A história da vacina é um capítulo importante. Recentemente, o mundo parou por causa do Coronavírus. Agora, se tudo isso ocorre por uma doença, imagine um mundo se todas as outras que vieram antes, como Sarampo, Meningite, Poliomielite, Febre Amarela e outras gripes, não tivessem vacinas. Fazer esta reflexão é fundamental, porque até hoje ainda existe um grupo grande de pessoas que é contra vacina.
Vacinação no Brasil: história e números
No Brasil, a história da vacina começa em 1804, trazida pelo Marquês de Barbacena. Somente 16 anos mais tarde o país teria o primeiro mapa anual de vacinação em massa. Só que foi no século XX que elas passaram a fazer parte da vida da maioria dos brasileiros.

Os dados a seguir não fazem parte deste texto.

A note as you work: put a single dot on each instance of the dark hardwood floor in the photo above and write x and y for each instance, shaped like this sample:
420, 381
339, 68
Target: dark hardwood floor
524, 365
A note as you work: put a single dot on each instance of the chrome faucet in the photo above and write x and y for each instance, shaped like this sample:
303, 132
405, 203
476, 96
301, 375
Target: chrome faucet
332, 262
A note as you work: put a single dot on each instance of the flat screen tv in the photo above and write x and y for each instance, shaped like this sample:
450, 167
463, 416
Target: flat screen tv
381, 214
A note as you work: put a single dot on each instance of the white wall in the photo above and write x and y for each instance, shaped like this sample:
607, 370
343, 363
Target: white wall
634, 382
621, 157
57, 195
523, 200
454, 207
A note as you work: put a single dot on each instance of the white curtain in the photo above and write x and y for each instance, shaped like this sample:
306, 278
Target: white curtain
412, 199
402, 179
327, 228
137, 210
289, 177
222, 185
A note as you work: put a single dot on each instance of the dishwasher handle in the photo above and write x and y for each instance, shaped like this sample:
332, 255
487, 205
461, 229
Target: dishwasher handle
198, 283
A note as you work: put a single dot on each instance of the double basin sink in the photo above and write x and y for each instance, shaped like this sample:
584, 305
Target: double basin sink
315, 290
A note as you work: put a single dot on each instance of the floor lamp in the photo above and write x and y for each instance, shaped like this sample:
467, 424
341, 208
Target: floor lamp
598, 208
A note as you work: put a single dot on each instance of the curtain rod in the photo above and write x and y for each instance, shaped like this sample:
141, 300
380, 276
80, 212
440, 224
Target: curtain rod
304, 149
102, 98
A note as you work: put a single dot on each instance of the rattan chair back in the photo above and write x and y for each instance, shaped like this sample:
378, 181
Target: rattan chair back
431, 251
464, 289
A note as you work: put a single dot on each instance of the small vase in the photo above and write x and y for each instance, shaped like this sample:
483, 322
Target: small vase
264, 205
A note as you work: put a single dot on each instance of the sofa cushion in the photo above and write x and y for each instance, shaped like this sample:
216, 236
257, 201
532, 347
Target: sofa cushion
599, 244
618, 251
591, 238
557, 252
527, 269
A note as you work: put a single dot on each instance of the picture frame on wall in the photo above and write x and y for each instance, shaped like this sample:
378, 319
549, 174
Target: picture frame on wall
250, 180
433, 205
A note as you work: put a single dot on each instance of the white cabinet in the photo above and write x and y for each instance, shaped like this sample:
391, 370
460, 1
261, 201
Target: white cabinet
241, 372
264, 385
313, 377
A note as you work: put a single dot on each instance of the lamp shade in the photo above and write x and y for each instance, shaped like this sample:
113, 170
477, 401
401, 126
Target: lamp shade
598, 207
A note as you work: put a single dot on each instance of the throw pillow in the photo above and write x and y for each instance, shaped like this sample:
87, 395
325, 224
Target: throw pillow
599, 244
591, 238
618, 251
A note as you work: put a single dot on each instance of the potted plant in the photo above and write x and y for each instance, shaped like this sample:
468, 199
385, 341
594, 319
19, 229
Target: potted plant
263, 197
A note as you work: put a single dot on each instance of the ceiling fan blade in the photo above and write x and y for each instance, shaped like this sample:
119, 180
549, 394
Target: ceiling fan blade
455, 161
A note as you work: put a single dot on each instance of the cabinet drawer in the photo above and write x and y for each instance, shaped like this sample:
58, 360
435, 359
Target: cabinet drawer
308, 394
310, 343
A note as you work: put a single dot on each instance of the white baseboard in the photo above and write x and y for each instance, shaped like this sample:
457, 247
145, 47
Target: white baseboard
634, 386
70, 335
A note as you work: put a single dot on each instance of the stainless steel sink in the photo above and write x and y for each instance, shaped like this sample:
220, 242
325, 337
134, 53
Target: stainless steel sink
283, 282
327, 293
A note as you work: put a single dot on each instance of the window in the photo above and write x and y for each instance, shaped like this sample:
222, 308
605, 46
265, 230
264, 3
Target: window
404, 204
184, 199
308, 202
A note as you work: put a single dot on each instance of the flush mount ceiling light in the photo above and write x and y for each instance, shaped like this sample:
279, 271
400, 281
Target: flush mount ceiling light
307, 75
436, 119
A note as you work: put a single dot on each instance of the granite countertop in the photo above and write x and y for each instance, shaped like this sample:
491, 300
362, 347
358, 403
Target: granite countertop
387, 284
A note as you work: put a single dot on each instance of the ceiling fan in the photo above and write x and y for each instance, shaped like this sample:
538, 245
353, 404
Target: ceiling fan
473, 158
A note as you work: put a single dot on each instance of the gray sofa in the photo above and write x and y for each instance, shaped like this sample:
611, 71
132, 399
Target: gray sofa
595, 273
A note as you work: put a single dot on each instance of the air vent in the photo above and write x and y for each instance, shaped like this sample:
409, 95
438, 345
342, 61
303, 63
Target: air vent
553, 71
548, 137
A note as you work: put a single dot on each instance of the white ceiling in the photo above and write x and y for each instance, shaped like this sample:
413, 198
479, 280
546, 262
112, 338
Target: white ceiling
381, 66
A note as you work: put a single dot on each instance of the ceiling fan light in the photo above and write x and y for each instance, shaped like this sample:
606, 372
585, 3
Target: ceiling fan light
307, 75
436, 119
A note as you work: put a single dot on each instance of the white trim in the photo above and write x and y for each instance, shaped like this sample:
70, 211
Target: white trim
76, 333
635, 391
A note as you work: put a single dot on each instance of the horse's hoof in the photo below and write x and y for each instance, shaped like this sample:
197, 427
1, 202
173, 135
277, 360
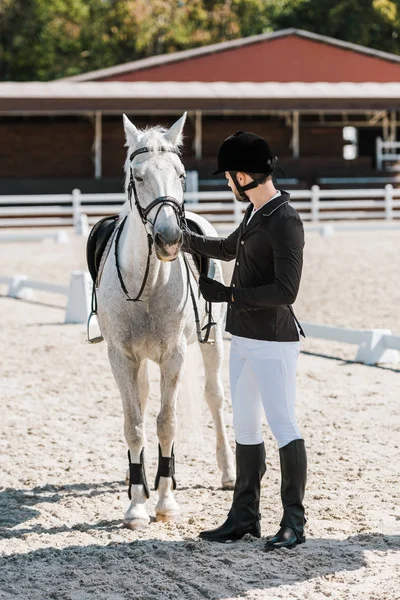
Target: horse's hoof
228, 485
136, 524
168, 517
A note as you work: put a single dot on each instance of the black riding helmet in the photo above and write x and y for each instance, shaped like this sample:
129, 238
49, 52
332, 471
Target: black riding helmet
247, 152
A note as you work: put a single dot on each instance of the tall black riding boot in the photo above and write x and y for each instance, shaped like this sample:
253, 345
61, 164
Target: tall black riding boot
293, 460
244, 515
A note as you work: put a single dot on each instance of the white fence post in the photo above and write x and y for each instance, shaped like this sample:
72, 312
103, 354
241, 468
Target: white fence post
192, 185
315, 203
389, 202
79, 298
76, 210
379, 154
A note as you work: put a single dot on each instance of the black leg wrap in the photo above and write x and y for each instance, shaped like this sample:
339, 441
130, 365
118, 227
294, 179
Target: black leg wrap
137, 475
166, 468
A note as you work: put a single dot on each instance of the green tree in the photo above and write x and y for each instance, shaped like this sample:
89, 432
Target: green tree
48, 39
373, 23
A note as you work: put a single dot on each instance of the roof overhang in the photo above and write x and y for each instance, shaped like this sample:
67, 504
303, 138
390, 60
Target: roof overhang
216, 97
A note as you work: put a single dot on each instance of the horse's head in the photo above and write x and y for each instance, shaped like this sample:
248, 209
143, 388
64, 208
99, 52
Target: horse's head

Isso porque, em 1904, ocorre a obrigatoriedade da vacinação contra varíola, o que gera a Revolta da Vacina, pelo número de pessoas contrárias a esta decisão.
Revolta da Vacina
A Revolta da Vacina ocorreu de 10 a 16 de novembro de 1904, no Rio de Janeiro, que era a capital do país naquela época, graças à medida de Oswaldo Cruz para erradicar a Varíola.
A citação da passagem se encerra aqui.